Hello, dear friend, you can consult us at any time if you have any questions, add WeChat: daixieit

MA321 Group Coursework

Due in: 12pm(noon) Friday 20th March 2023, week 25

Submission of the project report: submit a copy via FASER.

The same report has to be submitted by all group members.

Oral presentations will take place on Thursday 23th and Friday 24th March (week 25). A schedule of the presentations will be sent via email and it will also become available in Moodle.

All members of each group should participate in the editing and writing of the submitted version of the project report and in the oral presentation (10 minutes each group) .  The allocation of the marks between the group members will be based on the written statement listing the contribution of each member of the group, which has to be included in the project report and the contribution of the members of the group at the oral presentation. Students are encouraged to equal contributions within groups .

Task: Suppose that you work as a data analyst at an estate agency. They are interested in using machine learning to understand the housing market.

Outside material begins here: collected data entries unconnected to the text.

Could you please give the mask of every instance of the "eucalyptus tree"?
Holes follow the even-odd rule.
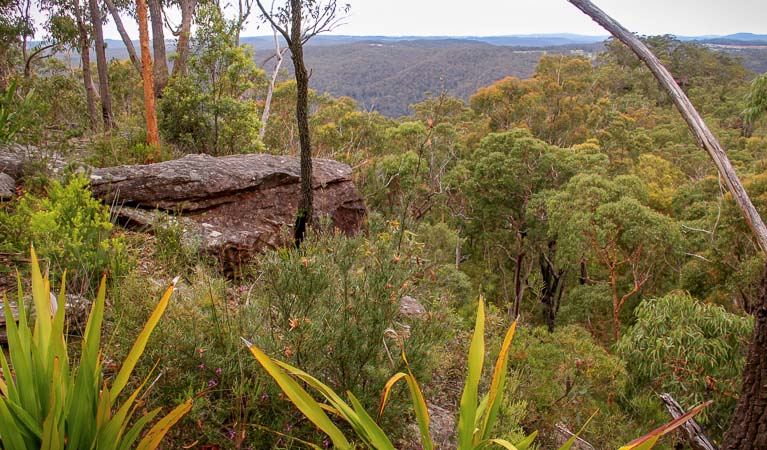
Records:
[[[104,44],[103,17],[99,8],[98,0],[88,0],[91,14],[93,38],[96,45],[96,71],[99,76],[99,96],[101,97],[101,120],[104,129],[114,128],[114,116],[112,114],[112,98],[109,94],[109,68],[107,67],[106,44]]]
[[[88,116],[91,128],[97,128],[99,115],[96,109],[96,88],[91,73],[91,24],[87,4],[83,0],[42,0],[41,9],[46,13],[43,27],[46,40],[64,47],[77,49],[82,64]]]
[[[626,302],[676,267],[679,227],[647,206],[647,188],[633,176],[576,175],[546,202],[549,233],[563,266],[585,261],[585,282],[611,296],[612,337],[620,336]]]
[[[294,239],[300,245],[314,216],[312,196],[312,144],[309,134],[309,71],[304,64],[304,44],[320,33],[330,31],[349,11],[348,4],[336,0],[286,0],[267,9],[256,0],[261,17],[285,39],[290,49],[296,78],[296,122],[301,143],[301,199],[298,203]]]
[[[572,152],[517,128],[486,136],[451,174],[452,179],[463,180],[460,190],[468,200],[470,217],[466,233],[485,260],[494,261],[492,271],[500,274],[512,316],[519,314],[527,278],[538,264],[535,253],[542,249],[531,247],[529,232],[535,219],[528,220],[528,204],[537,193],[563,185],[574,173],[572,162]],[[507,276],[509,265],[513,274]]]

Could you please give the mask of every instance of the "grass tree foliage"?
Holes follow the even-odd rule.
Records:
[[[3,448],[23,449],[153,449],[168,430],[192,407],[191,399],[171,410],[146,432],[162,408],[136,413],[142,403],[139,394],[151,373],[127,398],[118,399],[128,386],[138,359],[152,331],[168,306],[176,280],[160,299],[132,345],[119,371],[107,383],[104,379],[101,328],[104,320],[106,283],[101,281],[81,342],[80,359],[70,362],[65,331],[66,295],[62,283],[57,302],[50,283],[40,272],[31,250],[32,303],[34,324],[28,322],[19,280],[17,300],[19,323],[6,322],[9,358],[0,352],[3,379],[0,380],[0,442]],[[13,313],[4,298],[5,316]],[[9,364],[10,363],[10,364]]]

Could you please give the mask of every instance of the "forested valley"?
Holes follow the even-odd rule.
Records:
[[[180,0],[189,22],[175,52],[154,39],[153,63],[148,45],[91,61],[92,18],[135,7],[117,3],[44,0],[46,39],[32,45],[28,9],[0,1],[2,448],[85,448],[91,431],[109,448],[341,448],[333,427],[358,448],[388,448],[360,437],[370,419],[392,448],[418,449],[428,411],[434,448],[477,448],[464,445],[475,427],[513,448],[558,448],[585,425],[572,448],[617,449],[672,420],[661,393],[686,410],[711,401],[696,420],[723,442],[764,314],[765,256],[671,97],[624,44],[608,39],[594,58],[536,55],[532,76],[502,74],[468,101],[416,65],[405,78],[432,80],[409,85],[429,92],[398,118],[309,90],[315,180],[333,177],[308,187],[306,206],[300,74],[272,72],[278,59],[293,64],[284,44],[262,69],[241,43],[250,10]],[[158,8],[149,0],[149,33],[162,28]],[[673,36],[642,41],[765,217],[767,75]],[[66,49],[81,60],[50,56]],[[280,231],[254,251],[210,251],[191,232],[218,226],[216,202],[257,216],[238,203],[251,193],[227,185],[223,200],[195,192],[169,206],[195,180],[214,184],[205,169],[167,195],[147,185],[158,197],[146,201],[104,194],[118,169],[157,167],[173,183],[186,163],[254,154],[296,167],[233,175],[277,192],[264,211],[292,208],[288,220],[263,219]],[[289,179],[295,189],[280,191]],[[356,196],[338,207],[362,217],[350,229],[322,215],[331,189]],[[319,383],[327,390],[312,390]],[[290,395],[300,389],[309,409]],[[312,418],[323,411],[325,428]],[[699,448],[688,445],[677,431],[655,448]]]

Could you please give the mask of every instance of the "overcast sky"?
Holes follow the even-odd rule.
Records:
[[[278,2],[280,0],[277,0]],[[344,0],[338,0],[343,3]],[[346,0],[351,11],[333,34],[493,36],[606,32],[566,0]],[[594,0],[631,31],[681,36],[767,34],[767,0]],[[174,13],[171,22],[177,23]],[[132,38],[135,22],[125,18]],[[119,39],[113,24],[108,38]],[[270,34],[257,18],[242,36]]]

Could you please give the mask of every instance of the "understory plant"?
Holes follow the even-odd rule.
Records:
[[[535,431],[516,444],[512,444],[504,439],[491,437],[493,426],[498,417],[498,411],[503,399],[509,347],[511,346],[516,327],[517,321],[515,321],[506,332],[498,359],[495,363],[490,387],[488,392],[480,399],[479,385],[485,354],[485,307],[484,300],[480,297],[474,334],[469,345],[466,383],[461,395],[458,424],[456,427],[458,433],[457,448],[459,450],[479,450],[492,445],[497,445],[509,450],[525,450],[533,444],[533,441],[538,434],[537,431]],[[309,421],[328,435],[335,448],[352,449],[354,448],[354,445],[347,436],[344,435],[341,429],[333,423],[330,417],[326,414],[326,411],[347,422],[354,431],[357,439],[361,441],[365,448],[378,450],[395,449],[392,441],[376,423],[376,420],[365,411],[354,394],[347,392],[349,403],[346,403],[338,394],[318,379],[290,364],[270,358],[261,349],[244,338],[243,341],[245,341],[250,352],[277,382],[290,401],[293,402]],[[402,357],[407,362],[404,351]],[[316,401],[301,386],[301,384],[294,379],[294,377],[312,387],[327,403]],[[426,406],[426,401],[409,366],[407,373],[399,372],[392,376],[386,383],[381,396],[378,417],[380,418],[381,413],[386,407],[386,402],[392,387],[400,380],[405,380],[408,385],[412,406],[415,410],[416,421],[418,423],[421,448],[424,450],[433,450],[434,443],[432,442],[429,431],[429,412]],[[650,450],[663,435],[684,424],[705,406],[706,404],[702,404],[693,408],[687,414],[620,447],[619,450]],[[593,418],[594,415],[596,415],[596,412],[591,418]],[[591,418],[586,421],[586,425]],[[586,425],[584,425],[584,427]],[[569,450],[582,431],[583,428],[568,439],[559,450]],[[319,448],[314,445],[312,446]]]
[[[12,319],[8,299],[4,299],[10,364],[0,352],[2,447],[9,450],[157,448],[168,430],[191,409],[191,399],[160,418],[143,436],[142,431],[161,411],[156,408],[135,417],[143,403],[139,394],[149,375],[122,403],[117,400],[168,305],[176,280],[155,307],[110,386],[104,380],[100,347],[105,280],[102,279],[91,307],[80,360],[70,365],[65,334],[64,283],[54,302],[50,283],[40,272],[34,249],[31,250],[31,261],[32,303],[36,312],[34,327],[28,323],[21,280],[18,324]]]
[[[24,114],[30,108],[34,90],[21,98],[15,99],[18,80],[11,81],[5,92],[0,93],[0,144],[12,142],[16,133],[24,127]]]
[[[700,421],[709,437],[721,438],[740,392],[753,317],[681,291],[645,300],[634,314],[636,323],[616,345],[630,369],[631,394],[668,392],[683,405],[714,400]]]
[[[27,192],[12,210],[0,213],[4,250],[23,253],[34,242],[52,272],[70,274],[67,288],[76,294],[95,291],[104,271],[117,278],[125,259],[125,243],[111,237],[109,207],[93,197],[89,186],[83,175],[53,181],[47,196]]]

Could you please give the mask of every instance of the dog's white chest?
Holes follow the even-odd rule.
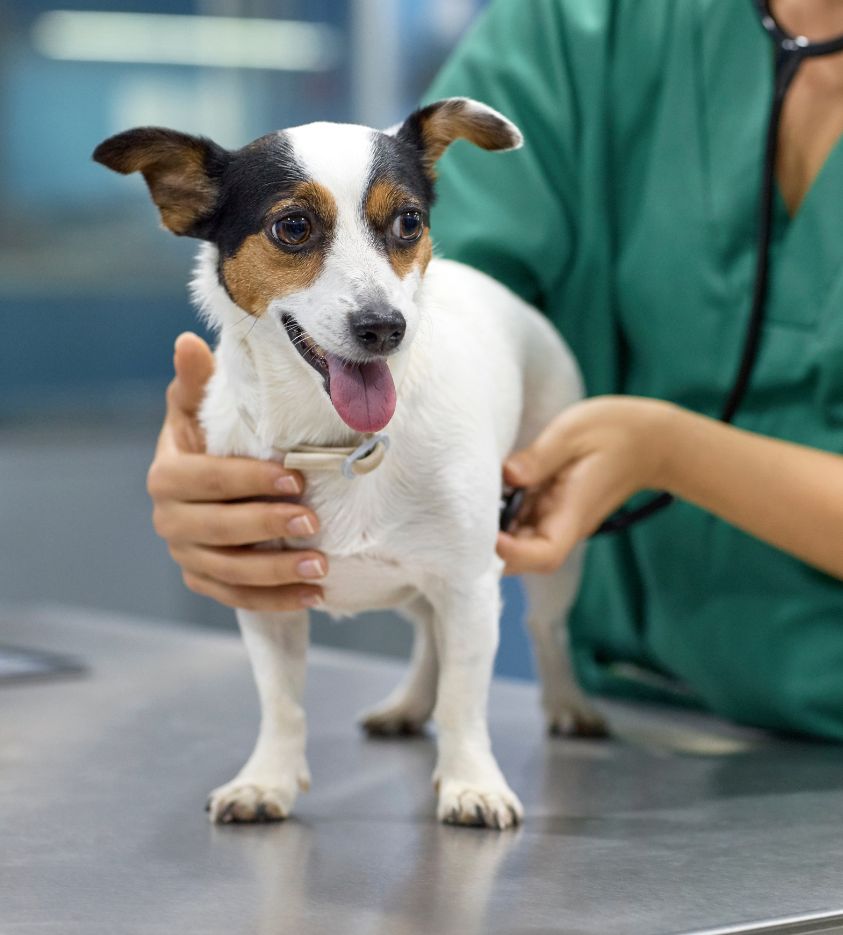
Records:
[[[304,499],[319,516],[322,530],[308,545],[328,559],[323,591],[331,614],[395,607],[421,584],[423,573],[413,561],[418,543],[401,536],[415,505],[392,502],[389,468],[378,473],[377,478],[354,481],[308,478]]]
[[[365,610],[384,610],[406,603],[420,582],[405,565],[371,555],[330,559],[323,584],[326,610],[342,617]]]

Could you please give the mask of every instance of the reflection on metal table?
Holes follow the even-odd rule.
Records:
[[[0,688],[2,935],[843,931],[841,747],[619,704],[615,739],[549,739],[535,686],[499,681],[526,822],[441,827],[432,741],[354,727],[403,668],[315,649],[313,790],[283,824],[214,827],[257,729],[233,634],[6,608],[0,639],[88,667]]]

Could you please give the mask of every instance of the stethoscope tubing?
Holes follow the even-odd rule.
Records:
[[[761,175],[761,191],[758,203],[758,251],[755,264],[755,280],[752,290],[752,307],[747,321],[743,348],[735,373],[735,379],[723,409],[720,421],[731,423],[749,389],[752,372],[758,360],[767,291],[770,282],[770,239],[773,226],[773,200],[775,197],[776,156],[778,154],[779,125],[782,108],[788,89],[806,58],[819,58],[843,52],[843,35],[822,42],[812,42],[805,36],[793,36],[778,22],[770,9],[768,0],[753,0],[761,25],[772,39],[775,48],[773,96],[767,121],[767,136],[764,143],[764,166]],[[605,520],[593,535],[621,532],[635,523],[648,519],[673,503],[669,493],[658,493],[636,509],[622,509]]]
[[[784,52],[799,52],[808,58],[818,58],[823,55],[833,55],[843,52],[843,35],[833,36],[831,39],[811,41],[806,36],[794,36],[789,33],[776,19],[770,9],[769,0],[753,0],[758,12],[761,25],[772,39],[773,44]]]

With the help of myfontR, each group will anal- yse the dataset house-data.csv”from the point of view of classification, prediction and subsequently validation, as below. You should use R in order to conduct your statistical analysis. You should include the R code as part of an Appendix of your report which should run without errors. When answering the questions you should explain the method used and justify your answers. For each task, you are expected to comment on your findings.

1. Provide numerical and graphical summaries of the data set and make any initial comments that you deem appropriate. [10 marks]

2. Divide houses based on their overall condition (OverallCond) as follows:

• Poor if the overall condition is between 1 to 3.

• Average if the overall condition is between 4 and 6.

• Good if the overall condition is between 7 and 10.

(a) Fit a logistic regression model which predicts the overall condition (OverallCond) of a house. [10 marks]

(b) Carry out a similar study using a di↵erent classification method you learned in MA321 to classify the house condition. [10 marks]

3. Predicting house prices:

(a) Employ two methods you learned in MA321 in order to predict house prices. Justify your choice of model and comment on the results you obtained. [10 marks]

(b) Use two re-sampling methods of your choice to estimate the test error associated with fitting these particular methods chosen in 3(a) on a set of observations. Comment on the results you obtained. [10 marks]

4. Using this data set, house-data.csv, what else would be interesting in investigating? Identify a‘research question’in relation to housing data and employ methodology you have learned in MA321 to answer this question. [10 marks]

General rules and hints:

• Follow the guideline: ‘Writing Reports: a brief guide’ .

• Plan and structure your work.  Structure your report, for example: Page 1: cover page (title, your name, date,...).  Page 2:  abstract, contents and word count.  Pages 3-7:  introduction; preliminary analysis; analysis; discussion; conclusion; references. Page 8-10: appendix: R-code with explanations, etc..

• Use R. Put all R code, which was necessary for your report in an appendix and explain your R code (add comments within the R code). Do not include R code of an analysis which is not used for your report. Make sure, that YOU wrote the R code (the use of some R code, without citing the source, can be viewed as plagiarism).

• Use an appropriate word processor (MS Word, Open office,... or type setter (Lyx, Latex,...).

• UG: The report can have a length of 1600 to 2400 words (without cover page and appendix). Not more than 8 pages without counting the cover page and the appendix.  More than 2400 words or more than 8 pages (without counting the cover page and the appendix) will reduce the marking.

• PG: The report can have a length of 2400 to 3600 words (without cover page and appendix). Not more than 12 pages without counting the cover page and the appendix.  More than 3600 words or more than 12 pages (without counting the cover page and the appendix) will reduce the marking.

• Use point size 12, Times New Roman; line spacing 1.5.

• UG: Do not use more than 6 figures and 4 tables within the main text. You may include further figures and tables into the appendix, if necessary.

• PG: Do not use more than 7 figures and 5 tables within the main text. You may include further figures and tables into the appendix, if necessary.

• In addition your report should include a clear account of any assumptions made in the analysis of the data.